Ed, Eddie, Wants to fall in love. He has plants in his kitchen. He keeps a washcloth On his bathroom sink On it rests his comb, His toothbrush, And toothpaste, All in a neat row. He takes me to the lake To look out at the water, Because he knows It makes me feel like I’m home.
Rob, Wants to conquer And tame me. He wants To be the one I choose Just to win. He kisses me At midnight in the rain Out in the dark On a hidden sidewalk, Slips his hand Down the front of my ******* And plays with my ****. He says it’s the danger Of being caught.
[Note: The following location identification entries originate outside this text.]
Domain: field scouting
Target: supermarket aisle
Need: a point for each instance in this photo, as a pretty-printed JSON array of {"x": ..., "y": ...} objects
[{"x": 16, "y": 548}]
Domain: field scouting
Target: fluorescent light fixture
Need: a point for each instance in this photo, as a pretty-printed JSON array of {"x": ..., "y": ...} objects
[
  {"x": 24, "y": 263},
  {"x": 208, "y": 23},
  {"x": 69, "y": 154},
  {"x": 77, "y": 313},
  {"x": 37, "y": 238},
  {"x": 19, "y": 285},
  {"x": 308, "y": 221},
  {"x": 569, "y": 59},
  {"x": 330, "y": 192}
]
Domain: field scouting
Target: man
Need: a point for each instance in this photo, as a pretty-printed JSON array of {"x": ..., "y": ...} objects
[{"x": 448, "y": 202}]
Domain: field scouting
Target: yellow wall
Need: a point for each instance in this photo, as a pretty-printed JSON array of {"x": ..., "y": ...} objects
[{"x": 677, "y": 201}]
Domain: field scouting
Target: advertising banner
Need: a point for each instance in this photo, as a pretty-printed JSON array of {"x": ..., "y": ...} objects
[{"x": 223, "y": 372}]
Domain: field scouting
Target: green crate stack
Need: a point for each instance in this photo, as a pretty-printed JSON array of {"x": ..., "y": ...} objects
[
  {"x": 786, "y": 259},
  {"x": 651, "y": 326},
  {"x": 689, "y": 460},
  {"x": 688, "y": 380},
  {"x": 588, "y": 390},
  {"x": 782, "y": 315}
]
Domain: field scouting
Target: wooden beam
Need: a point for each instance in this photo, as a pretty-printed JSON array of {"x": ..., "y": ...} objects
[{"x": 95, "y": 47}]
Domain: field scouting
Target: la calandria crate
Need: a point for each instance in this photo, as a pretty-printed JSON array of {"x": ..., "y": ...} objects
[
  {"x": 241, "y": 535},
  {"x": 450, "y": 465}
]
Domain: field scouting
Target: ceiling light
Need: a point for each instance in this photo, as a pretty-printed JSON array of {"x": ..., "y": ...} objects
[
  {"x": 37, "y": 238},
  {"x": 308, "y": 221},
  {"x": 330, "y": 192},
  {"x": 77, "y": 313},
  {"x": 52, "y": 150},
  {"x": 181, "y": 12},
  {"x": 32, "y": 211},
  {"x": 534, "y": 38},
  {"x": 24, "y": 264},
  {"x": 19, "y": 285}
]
James, Stone, Jamie, Wants to sleep with me, But also doesn’t want To feel guilty. So he hides my messages From his partner And assures me She knows he’s polyamorous.
Me? What do I want? What do I need? Peace. Peace I won’t find In any of them, Only myself. But I have to fight battle, After battle, To get there. So exhausted, I retreat into their distraction, And I warn them all, Of each other’s existence, And that I don’t want anything real.
But I sing to Eddie, As I lay on his chest. I listen to Rob, As I hold him in my bed. I nurture James, Help him cultivate his individuality. So they think Maybe they’re important. And really, They are. I can’t help but have them be.
But I can’t handle important right now.
I can’t find comfort In the thought of being squeezed Into something I’m not Again. I won’t allow myself To be contorted Into a shape That fits their desires.